On 9 Dec ’21, The Australian newspaper announced the Australian Defence Force will scrap its entire fleet of troubled MRH-90 Taipan helicopters 16 years ahead of schedule, in favour of a new fleet of US Blackhawks and Seahawks.

It was reported the cost of 40 Blackhawks for Army and 12 Seahawks for Navy, both manufactured by Lockheed Martin subsidiary Sikorsky, is expected to cost $7 billion.

However, the move could see Defence save up to $2.5 billion by 2037 – the initial planned retirement date of the Taipan fleet – given the costly maintenance required on the Taipans. Meanwhile, the Blackhawk fleet is expected to remain in operation into the 2040s.

According to media reports, Defence Minister Peter Dutton has already informed Taipan manufacturer Airbus of the Australian government’s decision to retire all 47 of its Taipan helicopters. Once regarded as “an extraordinarily advanced helicopter” by Chief of Defence Force Angus Campbell, the Taipan fleet, which entered service for the ADF in 2017, has been consistently plagued with operational and performance problems.

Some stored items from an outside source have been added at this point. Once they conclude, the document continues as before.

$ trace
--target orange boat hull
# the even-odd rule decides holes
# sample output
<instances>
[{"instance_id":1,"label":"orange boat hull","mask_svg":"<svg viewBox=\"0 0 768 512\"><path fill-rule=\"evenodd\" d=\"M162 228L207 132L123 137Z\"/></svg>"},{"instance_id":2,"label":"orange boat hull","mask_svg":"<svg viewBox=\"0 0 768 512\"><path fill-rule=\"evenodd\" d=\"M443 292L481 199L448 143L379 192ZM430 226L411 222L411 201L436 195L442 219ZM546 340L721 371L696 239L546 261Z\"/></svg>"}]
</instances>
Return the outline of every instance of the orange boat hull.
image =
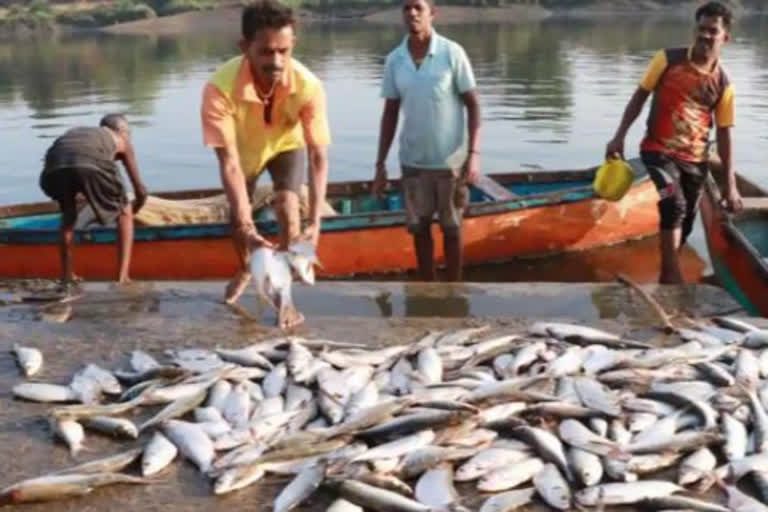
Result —
<instances>
[{"instance_id":1,"label":"orange boat hull","mask_svg":"<svg viewBox=\"0 0 768 512\"><path fill-rule=\"evenodd\" d=\"M469 265L578 251L642 238L658 232L656 190L636 184L620 202L587 199L512 211L469 212L464 220L464 254ZM442 237L433 226L436 257L443 261ZM402 224L323 229L318 254L321 277L398 272L415 268L410 235ZM90 280L117 275L114 243L82 242L74 250L75 272ZM236 271L228 237L137 240L131 276L146 280L227 279ZM57 278L54 243L0 244L0 277Z\"/></svg>"}]
</instances>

However, Defence has previously acknowledged that the MRH-90 Taipan fleet has not met contracted availability requirements and has exceeded operational cost expectations ahead of its planned withdrawal from service in 2037. The Australian National Audit Office (ANAO) again listed the MRH program (AIR 9000 Phase 2, 4 and 6) as a “project of concern” in its 2019-20 Defence Major Projects report.

Speaking of the decision, Minister Dutton said: “The performance of the MRH-90 Taipan has been an ongoing and well-documented concern for Defence and there has been a significant effort at great expense to try to remediate those issues. “It is critically important there is a safe, reliable and capable utility helicopter available for our service men and women into the future, with reasonable and predictable operating costs.”

Meanwhile, the UH60 Black Hawk is billed as the most widely used utility helicopter variant in the world, with the UH60M variant in service with the US Army and other nations for over a decade. “The Australian government is exercising its right to understand what options are available to provide the necessary capability at a reasonable cost into the future,” Minister Dutton added.